At the moment it is small. Industry estimates suggest that Indian companies bagged contract manufacturing contracts worth $75 million in 2004.
"But there is no reason why it can't go up to $1 billion in the next two or three years," says Sanjiv Kaul, an advisor with ChrysCapital.
Kaul is also of the opinion that multinational pharmaceutical companies can outsource R&D work to India.
"This can be in the area of late-discovery and early development," he adds. GlaxoSmithkline Plc has already got into such a tie up with Ranbaxy.
The cost of discovering a new chemical entity has risen sharply in the past few years in the West -- it can now cost up to $1 billion.
At the same time, there is evidence to suggest that R&D productivity is on the decline. This is where Indian companies like the Ajay Piramal-controlled Nicholas Piramal India Ltd could play a role.
"We want to partner foreign companies in the area of R&D. Our model is different. We don't want to take on the pharmaceutical companies in the West," Piramal had told Business Standard some time ago.
His company had recently been appointed by Advanced Medical Optics, a global leader in ophthalmic surgical devices and eye care products, to make products in India for several overseas markets.
There is big money to be made in the other model. But the expenses are huge -- large investments need to be made in setting up your own sales and distribution network, hiring patent attorneys and so on.
The model is also fraught with risks -- reading a patent wrongly could lead to damages running into millions of dollars. Moreover, drug stores in the West are reluctant to stock more labels.
For an Indian company to make inroads into drug stores in the US requires substantial investment.
But the rewards are handsome. Especially if a company can be the first to file with the US Food and Drug Administration to launch the generic version of a drug.
This gives the company exclusive rights to market the drug in the US for a period of six months. This is the opportunity both Ranbaxy and Dr Reddy's are eyeing.

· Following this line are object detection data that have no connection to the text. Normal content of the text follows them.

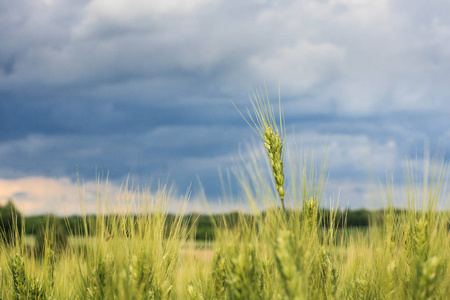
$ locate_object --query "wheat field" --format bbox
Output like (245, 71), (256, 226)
(0, 91), (450, 299)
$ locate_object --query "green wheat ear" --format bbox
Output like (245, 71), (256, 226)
(233, 85), (286, 211)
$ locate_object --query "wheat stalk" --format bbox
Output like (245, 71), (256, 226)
(233, 85), (286, 211)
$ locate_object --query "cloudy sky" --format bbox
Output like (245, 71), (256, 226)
(0, 0), (450, 214)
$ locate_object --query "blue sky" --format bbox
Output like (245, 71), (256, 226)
(0, 0), (450, 214)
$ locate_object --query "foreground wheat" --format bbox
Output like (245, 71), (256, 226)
(234, 89), (286, 210)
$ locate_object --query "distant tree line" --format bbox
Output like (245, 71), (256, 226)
(0, 201), (442, 245)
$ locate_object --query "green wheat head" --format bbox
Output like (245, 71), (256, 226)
(236, 85), (286, 210)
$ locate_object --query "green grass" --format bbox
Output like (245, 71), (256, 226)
(0, 90), (450, 299)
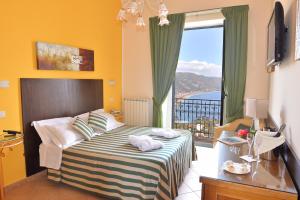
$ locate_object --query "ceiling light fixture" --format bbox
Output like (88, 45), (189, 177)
(117, 0), (170, 27)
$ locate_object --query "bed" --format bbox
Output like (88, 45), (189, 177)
(21, 79), (193, 200)
(48, 127), (192, 200)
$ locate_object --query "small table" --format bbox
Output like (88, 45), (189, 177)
(0, 134), (23, 200)
(200, 131), (298, 200)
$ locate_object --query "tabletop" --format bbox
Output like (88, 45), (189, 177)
(200, 131), (297, 194)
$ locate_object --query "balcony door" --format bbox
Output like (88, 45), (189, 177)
(168, 15), (224, 142)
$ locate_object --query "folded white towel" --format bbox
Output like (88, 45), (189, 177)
(151, 128), (180, 139)
(129, 135), (164, 152)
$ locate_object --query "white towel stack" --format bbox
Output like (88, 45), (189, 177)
(151, 128), (180, 139)
(129, 135), (164, 152)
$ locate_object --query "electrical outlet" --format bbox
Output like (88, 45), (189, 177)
(0, 80), (9, 88)
(109, 97), (115, 103)
(0, 111), (6, 118)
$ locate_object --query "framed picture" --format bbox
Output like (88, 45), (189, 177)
(295, 0), (300, 60)
(37, 42), (94, 71)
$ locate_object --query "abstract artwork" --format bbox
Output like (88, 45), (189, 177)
(37, 42), (94, 71)
(295, 0), (300, 60)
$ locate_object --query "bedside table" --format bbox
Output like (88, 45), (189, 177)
(0, 134), (23, 200)
(200, 131), (298, 200)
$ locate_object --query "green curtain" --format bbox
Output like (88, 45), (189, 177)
(222, 6), (249, 123)
(150, 14), (185, 127)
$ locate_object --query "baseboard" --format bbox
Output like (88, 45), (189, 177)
(4, 170), (47, 192)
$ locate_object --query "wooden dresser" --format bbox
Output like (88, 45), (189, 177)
(200, 131), (298, 200)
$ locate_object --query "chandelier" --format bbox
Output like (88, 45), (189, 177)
(117, 0), (170, 27)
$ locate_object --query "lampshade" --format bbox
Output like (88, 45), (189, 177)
(246, 99), (268, 119)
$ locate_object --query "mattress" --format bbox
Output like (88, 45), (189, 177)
(48, 127), (193, 200)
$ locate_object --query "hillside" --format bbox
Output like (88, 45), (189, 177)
(175, 72), (221, 97)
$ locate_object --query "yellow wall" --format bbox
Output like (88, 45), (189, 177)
(0, 0), (122, 185)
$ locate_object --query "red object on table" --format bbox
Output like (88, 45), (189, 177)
(238, 129), (249, 138)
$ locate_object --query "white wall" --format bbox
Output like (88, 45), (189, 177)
(270, 0), (300, 159)
(123, 0), (273, 99)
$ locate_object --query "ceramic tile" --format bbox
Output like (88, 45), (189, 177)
(178, 183), (192, 195)
(175, 192), (200, 200)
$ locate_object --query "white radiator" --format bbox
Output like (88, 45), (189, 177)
(123, 98), (152, 126)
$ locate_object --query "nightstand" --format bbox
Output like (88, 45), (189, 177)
(0, 134), (23, 200)
(200, 131), (298, 200)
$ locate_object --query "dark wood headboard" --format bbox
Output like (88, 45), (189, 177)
(21, 78), (103, 176)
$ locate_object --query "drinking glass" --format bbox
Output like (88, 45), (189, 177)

Much of their R&D effort is focused on drugs that are going off-patent. Both the companies are known to have a score of first-to-file applications under their belt.
Ranbaxy, for instance, has it for atorvastatin, an anti-cholesterol agent. This is sold by Pfizer under the brand Lipitor. Ranbaxy has challenged some patents on Lipitor held by Pfizer.
If the challenge is upheld, it can launch the drug as early as in 2006. Lipitor is the largest selling medicine in the world with a turnover of $10 billion.
Once the patent on a drug expires and generic versions come to the market, prices tumble by as much as 80 per cent and the molecule's turnover falls by an equal amount.
Also, generics capture about 50 per cent of the drug's sale. By this account, Ranbaxy could make up to $500 million in the six-month exclusivity period, if it gets to launch its atorvastatin in the US.
Of course, Ranbaxy has to get the nod of the courts before it can start selling atorvastatin in the US. In this context, Generic companies the world over are encountering "evergreening" by large pharmaceutical companies -- repeated extension of patents on molecules.
On the positive side, governments in the West are trying hard to bring down the cost of medication. In France, for instance, the government has declared that a chemist can give a generic alternative if the prescribed brand is not available.
Indian companies have positioned themselves well in the generics space in the West. Several of them, including Ranbaxy, Sun Pharmaceuticals, Wockhardt and Dr Reddy's, have set up base in the US as well as key European countries, such as the UK, France and Germany, either through acquisitions or setting up greenfield ventures.
Of course, these markets will be fed by their low cost production facilities in India.
Breaking into the generics space in the West is not easy since there are well established players like Teva, Sandoz, Watson and Ivax. (Teva of Israel even has a manufacturing facility in India, which it acquired from the Hari Shankar Singhania group over two years ago.)These companies have been significant players in the Western generics market for much longer than any Indian company. But there is no country in Asia or east Europe (the low-cost hubs of the world) where generic medicine is such a large industry.